Saudis have renewed support for the ongoing labor raids against illegals following the rampage in Riyadh by undocumented Ethiopians on Saturday.
The rioting, which left at least two dead and dozens injured, raised two pertinent questions for Saudis: How did illegals get in here and how did they manage to gain employment?
Late Saturday, hundreds of Ethiopians, including at least 70 women, armed themselves with knives, rocks and broken bottles and threatened police, pedestrians and motorists in Manfouha district’s narrow streets.
Anti-riot police fired in the air and used truncheons to break up the crowd.
In the ensuing clashes, two men were killed — a Saudi and an Ethiopian. The Saudi victim, 32, was struck on the head with a rock.
More than 70 people, including 28 Saudis, were injured and 104 vehicles were damaged.
Several shops were ransacked. Police arrested 561 people. The district’s schools remained shut on Sunday, according to eyewitnesses.
Riyadh police chief Brig. Gen. Naser Al-Qahtani said police had cordoned off central Riyadh to control the crowd and arrest troublemakers.
Medical personnel reported that victims suffered concussions, bruises and knife wounds.
On Sunday, police established an asylum center at the intersection of King Abdul Aziz Road, south of Riyadh Ring Road, where hundreds of undocumented Ethiopians surrendered in response to police calls.
Reacting to the riots, Jamal Khashoggi, Alarab TV chief, said that whoever opposed labor action to rid the country of illegal workers and regulate the market should now think of the worst-case scenario. “No country would ever accept illegal workers,” he said.
Hamad Al-Qadi, a former Shoura Council member, said: “We shouldn’t be deterred by rioting. We should continue with the campaign against illegal workers for the interest and security of our nation. This forms part of our fundamental right to protect our sovereignty … Nobody can argue against that.”
Rashid Al-Fowzan, chairman of CNBC-Arabia TV channel in Riyadh, said that what happened in Manfouha could happen in any other place in the country.
“Have we realized the magnitude of the disaster of illegal workers who have resisted arrest and have even resorted to killing?” he asked.
Columnist Ali Al-Kheshaiban said that labor raids must continue for the security of the nation, warning that any retreat from such a policy at this point would have a negative impact on security.
Dr.
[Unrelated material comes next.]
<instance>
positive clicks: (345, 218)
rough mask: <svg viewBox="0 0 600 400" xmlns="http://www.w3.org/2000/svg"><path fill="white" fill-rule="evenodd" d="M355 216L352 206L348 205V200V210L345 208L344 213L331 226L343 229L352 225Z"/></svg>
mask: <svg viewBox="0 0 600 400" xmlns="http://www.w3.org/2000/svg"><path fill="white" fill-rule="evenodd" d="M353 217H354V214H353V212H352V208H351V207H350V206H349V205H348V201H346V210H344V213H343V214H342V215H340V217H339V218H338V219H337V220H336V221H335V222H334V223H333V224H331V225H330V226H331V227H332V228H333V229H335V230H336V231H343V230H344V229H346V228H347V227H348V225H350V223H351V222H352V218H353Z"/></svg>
Ahmad Al-Turki of Adama Hospital said that the riots only confirm the need for a strict crackdown on illegals and to renew support for the government departments handling it.
Ghazi Al-Shammari, head of the Family Cooperation Committee at the Eastern Province Governorate, has warned Saudi families who employ Ethiopian maids against acts of vengeance, especially when they have easy access to news through their cell phones.
“The security of our nation is a red line that can’t be crossed,” he said, calling for full cooperation with security departments and warning against coverup businesses at all costs.
Many Saudi bloggers have asked for the eradication of visa trading and coverup operations. “This is an old problem that has worsened over the years,” said Yousef Al-Mubarak, who called for a final solution. “Now is the time to keep up the momentum.”